Now for the evaluation itself. I’ll be using two approaches; Ranked Probability Score (RPS),1As described in Solving the problem of inadequate scoring rules for assessing probabilistic football forecast models by Constantinou and Fenton. as well as the area under the curve (AUC) of the receiver operating characteristic (ROC) curve.
RPS basically measures how close your predictions were, and punishes the model more for predicting a home win than a draw if the game was won by the away team. Say one model predicted a 50% chance of home win, 20% of draw and 30% chance the away team would win, while a second had 20%, 50% and 30%. Since the away team won, the second model will score better because it was closer to being a drawn match than a win for the home team. (The first model would have an RPS of 0.37, while the second would have 0.265. The closer to 0 the better the model).
The ROC on the other hand, basically ranks the predictions and measures how well it identifies the correct outcome. This creates a curve, and the larger the area under that curve, the better the model is at distinguishing between high and low probability events. Basically, a 70% probability event should happen more often than a 50%, which in turn should happen more than 20% probability event.

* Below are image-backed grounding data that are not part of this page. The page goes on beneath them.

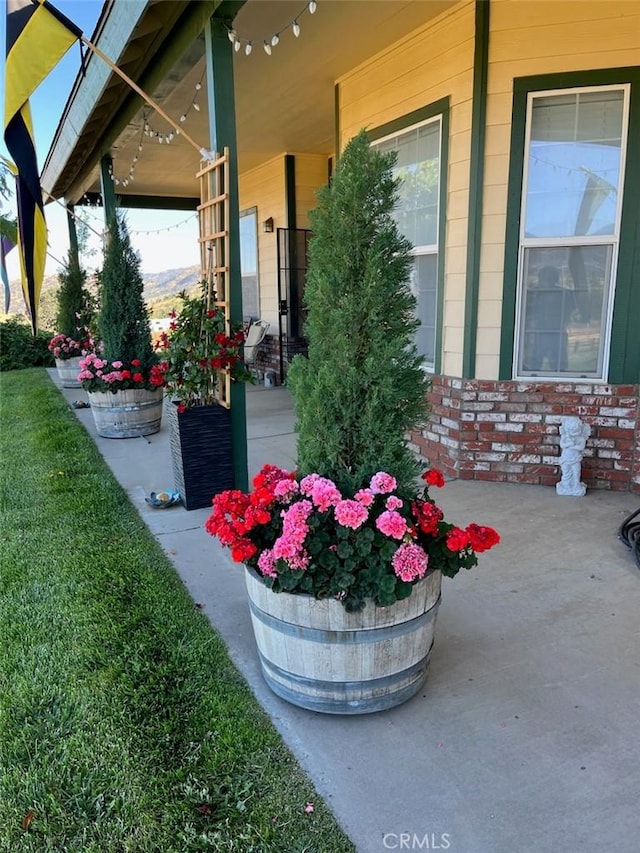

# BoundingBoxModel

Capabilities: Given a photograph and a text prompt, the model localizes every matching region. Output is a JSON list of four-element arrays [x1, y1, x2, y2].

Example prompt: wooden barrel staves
[[244, 566, 442, 714], [55, 356, 83, 388], [87, 388, 163, 438]]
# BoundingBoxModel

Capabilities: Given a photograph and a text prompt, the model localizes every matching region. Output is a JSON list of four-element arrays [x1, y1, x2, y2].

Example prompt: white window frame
[[239, 206, 260, 321], [513, 84, 630, 381], [372, 115, 443, 372]]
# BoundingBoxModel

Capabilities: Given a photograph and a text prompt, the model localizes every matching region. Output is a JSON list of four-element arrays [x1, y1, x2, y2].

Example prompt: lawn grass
[[0, 369, 355, 853]]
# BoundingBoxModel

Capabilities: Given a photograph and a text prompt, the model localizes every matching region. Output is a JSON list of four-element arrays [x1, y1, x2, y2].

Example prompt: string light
[[143, 67, 206, 148], [107, 61, 205, 186], [128, 213, 198, 237], [228, 0, 318, 57]]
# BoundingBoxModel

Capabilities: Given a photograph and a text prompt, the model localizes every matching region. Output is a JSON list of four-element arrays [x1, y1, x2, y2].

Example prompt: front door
[[277, 227, 311, 382]]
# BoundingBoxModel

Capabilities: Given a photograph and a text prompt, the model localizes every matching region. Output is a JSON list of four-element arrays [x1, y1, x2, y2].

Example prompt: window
[[239, 208, 259, 320], [372, 116, 443, 369], [514, 86, 629, 379]]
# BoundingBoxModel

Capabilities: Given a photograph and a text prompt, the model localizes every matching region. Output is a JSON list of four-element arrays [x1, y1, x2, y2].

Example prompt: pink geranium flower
[[370, 472, 397, 494], [334, 499, 369, 530], [392, 542, 429, 582], [375, 510, 407, 540]]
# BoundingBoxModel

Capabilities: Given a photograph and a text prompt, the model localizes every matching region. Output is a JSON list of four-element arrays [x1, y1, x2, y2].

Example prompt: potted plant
[[205, 131, 500, 714], [158, 283, 250, 510], [78, 215, 165, 438], [48, 249, 93, 388]]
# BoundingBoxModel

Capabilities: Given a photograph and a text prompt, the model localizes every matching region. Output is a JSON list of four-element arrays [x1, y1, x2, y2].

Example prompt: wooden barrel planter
[[166, 400, 234, 510], [88, 388, 163, 438], [55, 356, 83, 388], [244, 565, 442, 714]]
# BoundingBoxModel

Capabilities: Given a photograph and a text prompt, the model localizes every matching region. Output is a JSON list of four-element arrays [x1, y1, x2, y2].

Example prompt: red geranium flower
[[466, 523, 500, 553], [422, 469, 445, 488]]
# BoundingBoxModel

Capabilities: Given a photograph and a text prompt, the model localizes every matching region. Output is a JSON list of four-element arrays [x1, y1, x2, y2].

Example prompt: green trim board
[[80, 193, 200, 211], [334, 83, 340, 163], [462, 0, 490, 379], [204, 14, 249, 492], [285, 155, 297, 230], [367, 98, 450, 377], [499, 66, 640, 384]]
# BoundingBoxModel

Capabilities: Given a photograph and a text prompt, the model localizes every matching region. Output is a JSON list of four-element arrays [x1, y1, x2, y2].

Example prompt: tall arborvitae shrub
[[98, 215, 154, 369], [55, 249, 88, 338], [287, 130, 431, 495]]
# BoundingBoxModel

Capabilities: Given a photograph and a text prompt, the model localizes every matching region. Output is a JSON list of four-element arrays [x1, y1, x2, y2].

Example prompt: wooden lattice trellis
[[197, 147, 231, 408]]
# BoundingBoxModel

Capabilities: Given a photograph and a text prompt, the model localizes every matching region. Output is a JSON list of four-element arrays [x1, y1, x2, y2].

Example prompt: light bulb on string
[[292, 20, 300, 37], [309, 0, 317, 12], [263, 40, 272, 55], [195, 82, 202, 91], [245, 41, 252, 55], [234, 39, 241, 53], [271, 33, 279, 47], [227, 28, 236, 43], [180, 114, 186, 122], [193, 102, 200, 111]]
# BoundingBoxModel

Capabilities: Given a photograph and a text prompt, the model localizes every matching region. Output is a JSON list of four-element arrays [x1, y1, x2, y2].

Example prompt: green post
[[99, 154, 117, 225], [66, 203, 79, 262], [204, 14, 249, 492]]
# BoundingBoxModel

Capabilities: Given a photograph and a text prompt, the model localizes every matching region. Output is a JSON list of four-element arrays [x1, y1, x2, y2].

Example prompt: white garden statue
[[556, 416, 591, 497]]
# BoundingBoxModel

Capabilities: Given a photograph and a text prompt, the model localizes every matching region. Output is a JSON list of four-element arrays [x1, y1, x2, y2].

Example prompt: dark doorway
[[277, 227, 311, 382]]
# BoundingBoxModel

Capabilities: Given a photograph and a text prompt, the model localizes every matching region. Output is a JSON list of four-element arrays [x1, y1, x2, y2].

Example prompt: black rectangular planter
[[166, 400, 234, 511]]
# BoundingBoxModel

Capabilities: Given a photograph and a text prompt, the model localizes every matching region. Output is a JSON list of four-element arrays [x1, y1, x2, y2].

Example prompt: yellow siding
[[294, 154, 328, 230], [239, 156, 285, 330], [239, 153, 328, 331], [338, 0, 475, 377], [478, 0, 640, 378]]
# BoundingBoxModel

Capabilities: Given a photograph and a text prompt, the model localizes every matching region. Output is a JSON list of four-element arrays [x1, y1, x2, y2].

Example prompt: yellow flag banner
[[4, 0, 81, 332]]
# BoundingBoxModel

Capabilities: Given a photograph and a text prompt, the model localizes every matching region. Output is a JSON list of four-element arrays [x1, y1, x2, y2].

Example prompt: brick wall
[[410, 377, 640, 493], [255, 334, 307, 384]]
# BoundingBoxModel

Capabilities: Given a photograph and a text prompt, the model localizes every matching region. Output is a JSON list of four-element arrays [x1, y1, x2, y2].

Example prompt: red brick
[[508, 393, 545, 403], [597, 427, 636, 440], [474, 471, 508, 482], [544, 394, 582, 405]]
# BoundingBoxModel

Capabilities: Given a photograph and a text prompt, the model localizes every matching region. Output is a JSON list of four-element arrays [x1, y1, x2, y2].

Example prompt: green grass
[[0, 369, 355, 853]]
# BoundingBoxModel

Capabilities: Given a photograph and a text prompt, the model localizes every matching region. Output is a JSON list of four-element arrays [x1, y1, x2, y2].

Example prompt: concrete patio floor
[[52, 372, 640, 853]]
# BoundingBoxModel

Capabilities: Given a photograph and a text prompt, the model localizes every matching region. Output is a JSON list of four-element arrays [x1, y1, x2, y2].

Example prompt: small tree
[[55, 249, 89, 338], [98, 214, 153, 369], [287, 130, 431, 496]]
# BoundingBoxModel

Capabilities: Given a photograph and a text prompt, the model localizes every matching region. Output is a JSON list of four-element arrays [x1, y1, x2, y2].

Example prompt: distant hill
[[141, 265, 201, 303], [2, 265, 201, 329]]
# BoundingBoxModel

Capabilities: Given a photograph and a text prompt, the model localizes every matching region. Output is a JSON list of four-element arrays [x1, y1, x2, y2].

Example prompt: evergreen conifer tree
[[287, 130, 431, 495], [55, 249, 88, 338], [98, 215, 154, 369]]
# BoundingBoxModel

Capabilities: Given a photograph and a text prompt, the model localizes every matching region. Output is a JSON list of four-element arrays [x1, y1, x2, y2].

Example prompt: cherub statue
[[556, 416, 591, 497]]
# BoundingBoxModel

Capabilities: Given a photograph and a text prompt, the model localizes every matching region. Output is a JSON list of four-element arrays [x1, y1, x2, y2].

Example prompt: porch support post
[[66, 202, 79, 263], [204, 13, 249, 492], [99, 153, 117, 225]]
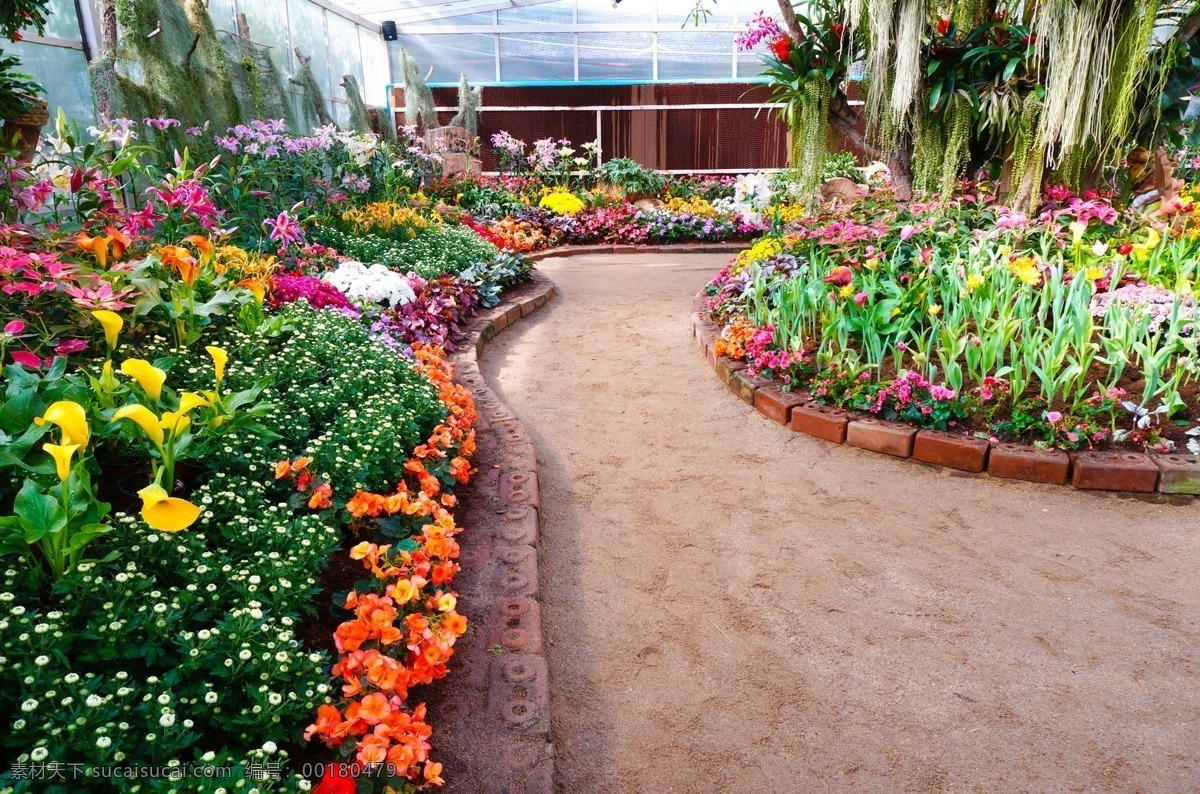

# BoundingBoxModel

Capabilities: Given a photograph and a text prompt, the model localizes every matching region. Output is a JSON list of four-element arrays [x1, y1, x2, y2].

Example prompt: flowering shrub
[[324, 261, 418, 307], [269, 274, 356, 313], [538, 191, 586, 215]]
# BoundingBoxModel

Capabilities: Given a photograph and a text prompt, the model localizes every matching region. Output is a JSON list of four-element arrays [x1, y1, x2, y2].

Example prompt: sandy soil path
[[478, 253, 1200, 794]]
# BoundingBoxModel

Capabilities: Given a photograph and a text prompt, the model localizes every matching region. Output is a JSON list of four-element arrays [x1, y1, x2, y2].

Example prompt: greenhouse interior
[[2, 0, 1200, 791]]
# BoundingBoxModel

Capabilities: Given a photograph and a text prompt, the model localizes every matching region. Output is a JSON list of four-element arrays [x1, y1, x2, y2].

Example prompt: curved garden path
[[479, 252, 1199, 793]]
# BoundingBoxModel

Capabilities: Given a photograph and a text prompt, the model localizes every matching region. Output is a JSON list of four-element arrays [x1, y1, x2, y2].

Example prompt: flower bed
[[704, 183, 1200, 458], [0, 117, 537, 792]]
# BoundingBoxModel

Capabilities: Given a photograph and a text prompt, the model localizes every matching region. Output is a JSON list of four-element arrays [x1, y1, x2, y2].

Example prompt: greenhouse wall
[[11, 0, 388, 129], [384, 0, 788, 172]]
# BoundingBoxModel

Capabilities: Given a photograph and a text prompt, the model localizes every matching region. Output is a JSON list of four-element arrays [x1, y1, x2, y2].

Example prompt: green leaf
[[67, 523, 111, 556], [929, 81, 944, 111], [1002, 57, 1020, 82], [14, 480, 66, 543]]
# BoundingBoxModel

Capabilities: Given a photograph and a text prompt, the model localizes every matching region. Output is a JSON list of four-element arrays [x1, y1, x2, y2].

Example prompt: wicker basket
[[2, 98, 50, 163]]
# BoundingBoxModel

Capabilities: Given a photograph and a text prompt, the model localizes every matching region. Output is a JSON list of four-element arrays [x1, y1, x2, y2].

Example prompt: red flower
[[823, 266, 853, 287], [936, 18, 951, 35], [770, 36, 791, 61], [1117, 243, 1133, 256], [314, 764, 356, 794], [828, 22, 845, 37]]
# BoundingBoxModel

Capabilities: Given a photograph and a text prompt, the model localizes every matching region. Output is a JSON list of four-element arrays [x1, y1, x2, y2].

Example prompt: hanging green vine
[[912, 105, 945, 194], [939, 92, 974, 194], [1010, 91, 1046, 212], [792, 72, 831, 199]]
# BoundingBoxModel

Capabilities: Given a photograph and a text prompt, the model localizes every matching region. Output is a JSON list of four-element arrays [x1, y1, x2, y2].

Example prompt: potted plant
[[0, 0, 51, 162], [0, 52, 47, 163], [597, 157, 666, 203]]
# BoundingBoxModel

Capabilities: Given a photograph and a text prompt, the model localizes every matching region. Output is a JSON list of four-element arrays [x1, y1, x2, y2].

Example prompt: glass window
[[736, 48, 768, 80], [289, 0, 331, 95], [657, 30, 735, 80], [7, 40, 95, 125], [405, 11, 496, 28], [578, 31, 652, 81], [391, 34, 497, 85], [359, 27, 390, 107], [327, 14, 362, 100], [240, 0, 292, 77], [499, 32, 575, 82], [498, 1, 573, 25], [207, 0, 238, 33], [735, 0, 781, 21], [42, 0, 82, 41], [577, 0, 654, 26], [331, 101, 350, 127], [659, 0, 735, 26]]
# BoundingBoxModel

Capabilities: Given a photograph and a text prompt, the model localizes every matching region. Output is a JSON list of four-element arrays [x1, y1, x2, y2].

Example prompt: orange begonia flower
[[308, 482, 332, 509]]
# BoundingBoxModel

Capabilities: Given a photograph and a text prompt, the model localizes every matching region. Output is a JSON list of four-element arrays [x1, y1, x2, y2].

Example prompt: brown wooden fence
[[392, 82, 792, 172]]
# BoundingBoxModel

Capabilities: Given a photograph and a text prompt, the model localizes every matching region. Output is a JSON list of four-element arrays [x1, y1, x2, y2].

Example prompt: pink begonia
[[3, 320, 24, 336]]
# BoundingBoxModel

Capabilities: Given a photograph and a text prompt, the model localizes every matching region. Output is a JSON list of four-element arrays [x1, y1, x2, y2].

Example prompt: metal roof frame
[[337, 0, 563, 25]]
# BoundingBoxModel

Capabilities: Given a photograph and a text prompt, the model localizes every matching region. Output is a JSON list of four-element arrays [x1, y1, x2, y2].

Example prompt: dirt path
[[478, 253, 1200, 794]]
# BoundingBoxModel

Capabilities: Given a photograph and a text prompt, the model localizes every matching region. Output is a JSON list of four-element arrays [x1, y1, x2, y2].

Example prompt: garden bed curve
[[691, 290, 1200, 500]]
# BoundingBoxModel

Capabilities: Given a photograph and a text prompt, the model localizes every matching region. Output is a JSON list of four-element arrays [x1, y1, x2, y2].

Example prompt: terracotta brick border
[[445, 272, 558, 793], [693, 289, 1193, 500]]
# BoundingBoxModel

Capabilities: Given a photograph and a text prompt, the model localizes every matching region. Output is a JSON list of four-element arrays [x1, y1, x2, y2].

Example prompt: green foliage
[[598, 157, 665, 196], [0, 51, 42, 117], [343, 73, 372, 134], [96, 0, 240, 132], [291, 56, 332, 129]]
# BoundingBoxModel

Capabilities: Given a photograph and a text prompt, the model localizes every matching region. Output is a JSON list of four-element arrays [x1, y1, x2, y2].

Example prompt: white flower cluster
[[716, 171, 774, 222], [322, 260, 417, 306]]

In the table below I have listed the average RPS per round, as well as the average of all matches. In addition, I’ve listed the game outcomes of each round. The scores are color coded with blue being good scores and red bad. Each round's "winner" is highlighted and with a border.
As can be seen, Betsson “won” 60% of the rounds and also had the lowest average. The remaining rounds were split between AMELO and FiveThirtyEight, although AMELO ended up with a lower score overall. Most of the time the two models were close, and they each had the lower score in half the matches. The game with the single biggest difference was the July 9th game between Stabæk and Brann. AMELO set the probabilities at 31.4%, 26.7% and 41.9%, while FiveThirtyEight were more bullish on Brann and had 21%, 21% and 58%. The game ended 2-0 Stabæk, which resulted in an RPS of 0.323 for AMELO and 0.48 for FiveThirtyEight.
It also makes sense that a betting company would perform the best out of these models, as each game is carefully analyzed and real money is on the table. The other two models are algorithms that do not adjust for single game factors. This is particularly evident in the last round of the season, where Betsson performed much better than the others. Particularly with respect to Sogndal-Vålerenga, where Sogndal was fighting to avoid relegation while Vålerenga had nothing to play for. Betsson had Sogndal at 51.8% chance of winning, while AMELO had 35.2% and FiveThirtyEight 31%. Sogndal won 5-2 to get a new chance at securing a spot in next season's Eliteserie.
Once again, Betsson won comfortably with an AUC of 0.672. This time, FiveThirtyEight (0.647) were much closer to AMELO (0.653), once again indicating that the models were fairly close. AMELO's small advantage mostly happened in the range where the predictions were between 30% and 40%, while they tracked each other almost perfectly the rest of the time.
In conclusion, of the Eliteserien prediction models in available for 2017, the betting company made the most accurate one. Of the two remaining models, the ELO-based one outperformed the offensive/defensive rating one. While I'm extremely happy with that, it should be noted that AMELO is optimized for the Norwegian league, while the FiveThirtyEight one is not. It will be interesting to see how these perform in 2018, and if there will be other models as well. This season, KroneBall had a model that was active for half the season, while OddsModel published overviews and predictions for certain games. We will see what happens in 2018.